The CBI had a strong theoretical grounding in a linking system approach. It incorporated evidence-based elements identified in the wider capacity-building literature and also targeted specific barriers previously encountered in this setting. It also mimicked a real-world context by relying largely on existing supports and resources to support recreation stakeholders in the change process, and by having facilities create and execute their own contextualized action plans. These features may enhance the sustainability of the changes observed here, however, we do not have data in this respect. Ultimately, the sustainability of change will likely depend on whether and to what extent any changes influence profitability.

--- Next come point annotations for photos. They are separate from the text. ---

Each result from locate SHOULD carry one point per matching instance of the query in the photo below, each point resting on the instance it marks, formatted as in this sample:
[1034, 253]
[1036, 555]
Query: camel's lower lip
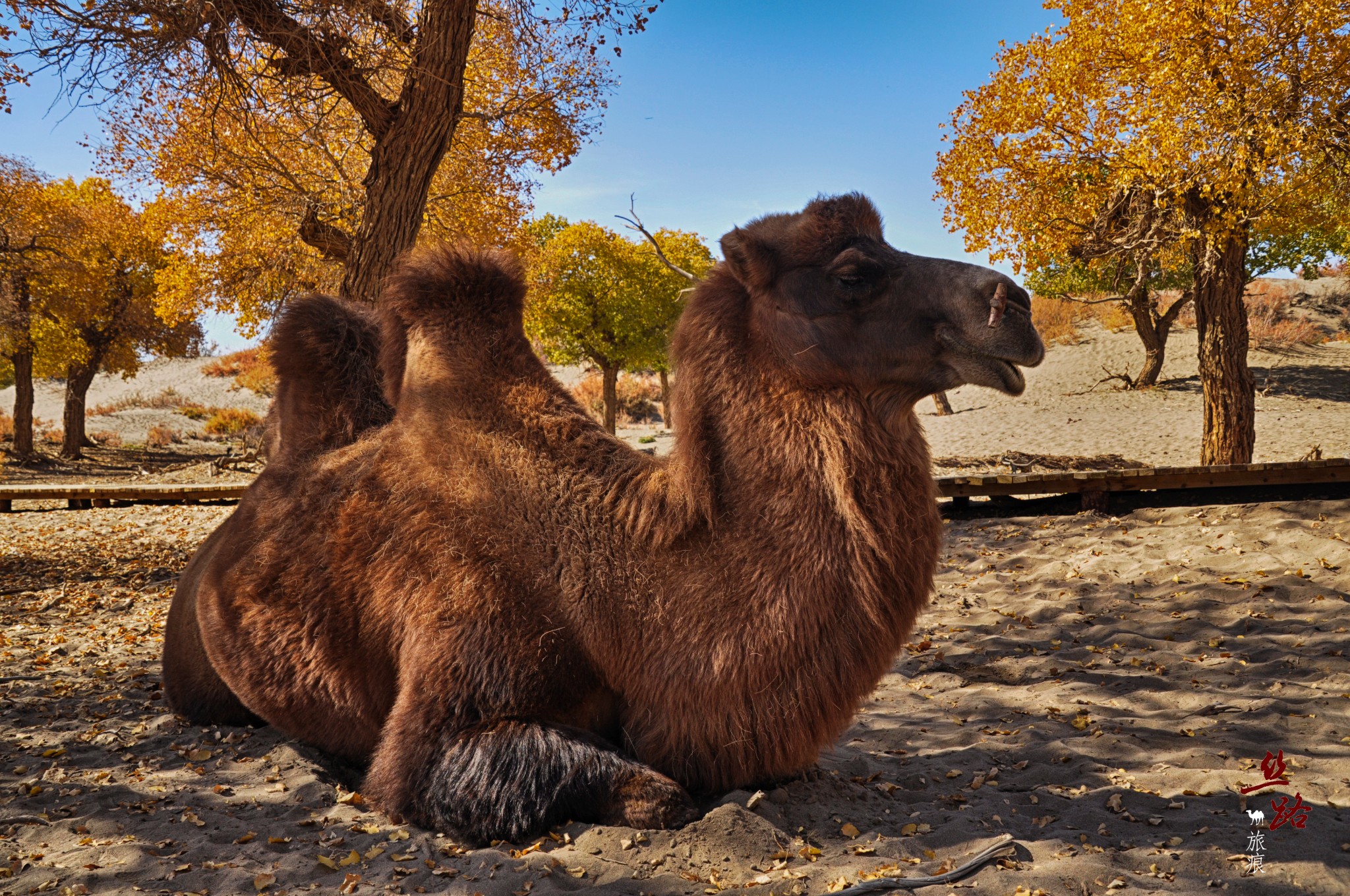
[1010, 374]
[1005, 376]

Risk of bias was minimized by randomization, objective assessment of food environments by trained Research Assistants, and by the lack of attrition and little missing data. However, limitations remain, as food environments were assessed at a single point in time, although previous data indicate that the contents of vending machines do not typically vary substantially from week to week [24]. It was not possible to comprehensively measure all aspects of food environments, and thus facilities may have made changes in other areas that were not captured here. This could have had unintended consequences, whereby managers focussed on making changes in the areas we assessed, while letting others go unaddressed. Our analyses were underpowered to detect small changes, thereby increasing the chance of type 2 errors. With a larger sample size, some non-significant trends in the data may have reached statistical significance. Guideline facilities were randomly assigned to GL + CBI or GL-ONLY conditions, however facilities could not be randomly assigned to the NO-GL condition. However, as all facilities were publicly funded, they did not self-select to locate in a particular province and therefore assignment to condition occurred through what was essentially a random process. It is possible that facilities with a greater interest in nutrition may have been more likely to participate in the study. Finally, the impact of changes to food environments on children’s food intake was not assessed.

Conclusions

Findings from the EPL trial show the potential to leverage a capacity building approach that relies largely on existing resources and supports to protect government investments in developing and disseminating voluntary nutrition guidelines for recreation and sport facilities. Significant improvements in facility capacity, policy development and food environment quality occurred in recreation and sport facilities that were both exposed to nutrition guidelines and that participated in an actively delivered CBI. Outcomes did not improve significantly in facilities that were only passively or not at all exposed to provincial nutrition guidelines. Although facilities in guideline provinces started at a healthier place relative to those in a province without nutrition guidelines, without ongoing capacity building the change process ultimately stagnated. Food environments remained overwhelmingly unhealthy in all facilities, however, suggesting additional scope to enhance implementation of nutrition guidelines through more extensive capacity building. Alternatively, mandated, monitored and enforced nutrition policies may be required to ensure that food environments in recreation and sport facilities support, and do not undermine, children’s health.